About once a month or so, I’ve wanted to write a post about where I am with my relationship with all things God, religion, or church. It’s been such a sweet time of reflection and I’m thankful for you guys reading through that monthly post. You can read the previous ones if you’ve missed any in that series (My Generous Giver Initiator, Creator, Rescue, Savior, Church, Redeemer, and Tension). I call it a series, but they’re really sporadic and really only related because of the idea.
When I transferred colleges after my freshman year, I was pretty excited to realize that my new major was the one with the least amount of course requirements to graduate. As much as I love being a student still today, I can’t go back to a classroom. I’ve never learned well in one and always felt trapped. So I took the couple of transfer credits I had and graduated three years later; as fast as I possibly could. I was done with the classroom. However, the lessons haven’t stopped coming.
I still love studying and listening to people that are smarter than me talk about subjects they know. I think that I will always remain a student, because there’s still so much to learn. I sat in yesterday as two guys played an ESPN trivia game that blew my mind. They not only knew the answers, but added extra trivia facts to take the questions a little deeper. I was just fascinated. However, I know there’s one teacher that I can never get enough of despite how difficult the teachings may be.
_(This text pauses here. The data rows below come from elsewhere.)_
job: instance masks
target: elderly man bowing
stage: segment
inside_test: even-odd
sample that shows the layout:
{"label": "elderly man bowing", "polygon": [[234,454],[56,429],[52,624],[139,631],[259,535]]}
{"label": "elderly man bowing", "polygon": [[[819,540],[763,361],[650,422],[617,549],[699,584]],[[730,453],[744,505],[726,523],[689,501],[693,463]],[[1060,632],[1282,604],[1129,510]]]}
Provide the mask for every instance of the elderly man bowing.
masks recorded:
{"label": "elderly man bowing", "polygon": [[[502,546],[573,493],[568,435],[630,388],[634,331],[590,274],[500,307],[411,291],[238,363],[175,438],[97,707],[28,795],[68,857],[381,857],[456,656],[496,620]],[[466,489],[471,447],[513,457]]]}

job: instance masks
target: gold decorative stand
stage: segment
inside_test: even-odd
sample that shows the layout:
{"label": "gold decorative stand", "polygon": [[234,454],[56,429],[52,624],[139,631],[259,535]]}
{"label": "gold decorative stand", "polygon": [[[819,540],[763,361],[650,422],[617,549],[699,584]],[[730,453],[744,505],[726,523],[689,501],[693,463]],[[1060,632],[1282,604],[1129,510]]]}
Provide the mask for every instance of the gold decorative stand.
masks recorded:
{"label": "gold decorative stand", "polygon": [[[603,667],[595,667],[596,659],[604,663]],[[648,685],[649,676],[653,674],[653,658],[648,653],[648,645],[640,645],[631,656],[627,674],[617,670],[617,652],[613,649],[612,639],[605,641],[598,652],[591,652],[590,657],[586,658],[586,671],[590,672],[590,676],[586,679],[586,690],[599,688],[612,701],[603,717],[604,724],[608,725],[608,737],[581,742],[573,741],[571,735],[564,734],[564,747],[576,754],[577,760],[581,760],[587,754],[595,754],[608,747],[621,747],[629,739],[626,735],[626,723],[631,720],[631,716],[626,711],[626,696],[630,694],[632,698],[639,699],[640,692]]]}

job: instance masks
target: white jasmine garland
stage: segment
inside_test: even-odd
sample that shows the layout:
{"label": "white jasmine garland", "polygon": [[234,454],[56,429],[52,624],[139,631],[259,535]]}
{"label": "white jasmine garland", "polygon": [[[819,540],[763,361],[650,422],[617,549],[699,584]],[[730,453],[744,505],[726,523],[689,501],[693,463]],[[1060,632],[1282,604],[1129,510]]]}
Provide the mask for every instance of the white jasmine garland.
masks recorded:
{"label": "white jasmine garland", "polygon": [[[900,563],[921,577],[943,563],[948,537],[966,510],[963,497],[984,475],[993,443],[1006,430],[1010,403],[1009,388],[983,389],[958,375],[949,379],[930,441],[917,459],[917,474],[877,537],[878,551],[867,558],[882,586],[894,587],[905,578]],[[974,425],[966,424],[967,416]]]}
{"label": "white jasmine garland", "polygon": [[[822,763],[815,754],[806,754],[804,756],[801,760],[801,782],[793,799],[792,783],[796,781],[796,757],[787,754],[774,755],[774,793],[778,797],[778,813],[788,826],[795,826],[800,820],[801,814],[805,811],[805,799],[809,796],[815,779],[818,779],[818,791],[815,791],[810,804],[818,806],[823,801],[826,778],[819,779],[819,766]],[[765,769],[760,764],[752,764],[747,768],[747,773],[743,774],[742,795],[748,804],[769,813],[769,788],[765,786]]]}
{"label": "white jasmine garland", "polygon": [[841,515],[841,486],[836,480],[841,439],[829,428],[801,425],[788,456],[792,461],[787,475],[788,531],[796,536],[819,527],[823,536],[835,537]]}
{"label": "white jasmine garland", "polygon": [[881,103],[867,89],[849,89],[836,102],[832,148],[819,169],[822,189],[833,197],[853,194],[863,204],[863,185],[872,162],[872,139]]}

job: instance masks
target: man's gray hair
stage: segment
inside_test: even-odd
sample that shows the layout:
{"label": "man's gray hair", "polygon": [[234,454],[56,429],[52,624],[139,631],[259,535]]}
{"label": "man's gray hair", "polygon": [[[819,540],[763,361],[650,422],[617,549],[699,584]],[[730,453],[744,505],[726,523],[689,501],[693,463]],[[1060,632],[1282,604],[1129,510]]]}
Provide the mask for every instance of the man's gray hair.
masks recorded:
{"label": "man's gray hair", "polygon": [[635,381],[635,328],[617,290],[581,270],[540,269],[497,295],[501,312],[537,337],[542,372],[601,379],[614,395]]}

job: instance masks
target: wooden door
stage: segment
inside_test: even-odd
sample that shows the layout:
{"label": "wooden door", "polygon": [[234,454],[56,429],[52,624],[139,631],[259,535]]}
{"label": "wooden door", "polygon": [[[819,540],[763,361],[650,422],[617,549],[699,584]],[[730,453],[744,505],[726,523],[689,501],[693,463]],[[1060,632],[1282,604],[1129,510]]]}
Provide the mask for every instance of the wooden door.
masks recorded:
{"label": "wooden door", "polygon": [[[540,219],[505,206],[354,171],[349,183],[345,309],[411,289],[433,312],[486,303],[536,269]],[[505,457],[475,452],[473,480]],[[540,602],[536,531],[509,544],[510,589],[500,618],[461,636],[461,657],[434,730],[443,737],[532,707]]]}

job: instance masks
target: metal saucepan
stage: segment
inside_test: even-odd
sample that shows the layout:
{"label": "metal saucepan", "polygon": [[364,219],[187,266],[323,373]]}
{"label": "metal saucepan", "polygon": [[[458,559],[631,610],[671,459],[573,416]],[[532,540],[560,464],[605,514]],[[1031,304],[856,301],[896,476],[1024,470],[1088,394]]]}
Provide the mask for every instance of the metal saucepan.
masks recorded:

That’s my rabbi.
This morning I made the mistake of reading the passage in Luke 14 that talks about the cost of discipleship. With all the “hate your family” and “take up your cross” comments, it’s not a passage you read for an inspirational pick me up. Discipleship is a tough pill to swallow and while it’s the most difficult calling we can answer, it’s the one that’s most ignored. In the margin of my Bible I have the quote, “Getting married is the easy commitment, the 50 years that follow make you husband and wife.” It’s no coincidence that Jesus used the picture of husband and wife to explain his relationship with the church. The question is, am I ready to take on that next step?
Salvation costs us nothing, it’s the free gift from God, and it comes on the spot. Discipleship costs us everything, it’s our choice to step into, and it takes a life time. We’re often satisfied with our salvation and our “get out of jail free” card that we never respond to the call of discipleship. We let the ministers, missionaries, and zealots answer that. We’ll just be the missionary to our workplace (which is also a great calling, but can honestly be a cop-out for most people to not answer the true calling on their life). Don’t settle.
Now Luke 14 says that if we don’t hate our families and our own life, we cannot be His disciple. The Bible also says to honor our parents, cherish and love our spouse, and take care of our brothers and sisters. What this passage means to me is that while I will NEVER hate my parents, my wife to be, my brother, or any of my friends, if they ever make my choose between God and them, they will lose. The hard truth is that while I treasure and cherish their love, it can never compare to the God I serve, and that’s a truth worth dying for and living for.
Whether or not I recognize it, each day I step into a classroom. Sometimes I sleep through class or just doodle in my notebook, but everyday I have the chance to learn and grow. Each day I’m tested. Each day I’m taught. Somedays it’s just a matter of whether or not I want to listen. I love to learn, but that doesn’t make this classroom any easier. I’m at a point where learning costs everything and I have to decide if that price is reasonable. My rabbi is willing to teach, I just have to decide if I’m willing to listen and act.